When Politicians Talk About Politics: Identifying Political Tweets of Brazilian Congressmen
This work addresses the challenge of characterizing political communication on social media for researchers and policymakers, though it is incremental as it applies existing methods to a specific dataset.
The authors tackled the problem of distinguishing political from non-political tweets by Brazilian congressmen during a political crisis, proposing a method that accurately identifies such tweets using word clouds and topic modeling, and found that over half of the messages were non-political.
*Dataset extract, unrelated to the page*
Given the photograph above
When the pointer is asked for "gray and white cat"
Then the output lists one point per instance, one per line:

Since June 2013, when Brazil faced the largest and most significant mass protests in a generation, a political crisis is in course. In midst of this crisis, Brazilian politicians use social media to communicate with the electorate in order to retain or to grow their political capital. The problem is that many controversial topics are in course and deputies may prefer to avoid such themes in their messages. To characterize this behavior, we propose a method to accurately identify political and non-political tweets independently of the deputy who posted it and of the time it was posted. Moreover, we collected tweets of all congressmen who were active on Twitter and worked in the Brazilian parliament from October 2013 to October 2017. To evaluate our method, we used word clouds and a topic model to identify the main political and non-political latent topics in parliamentarian tweets. Both results indicate that our proposal is able to accurately distinguish political from non-political tweets. Moreover, our analyses revealed a striking fact: more than half of the messages posted by Brazilian deputies are non-political.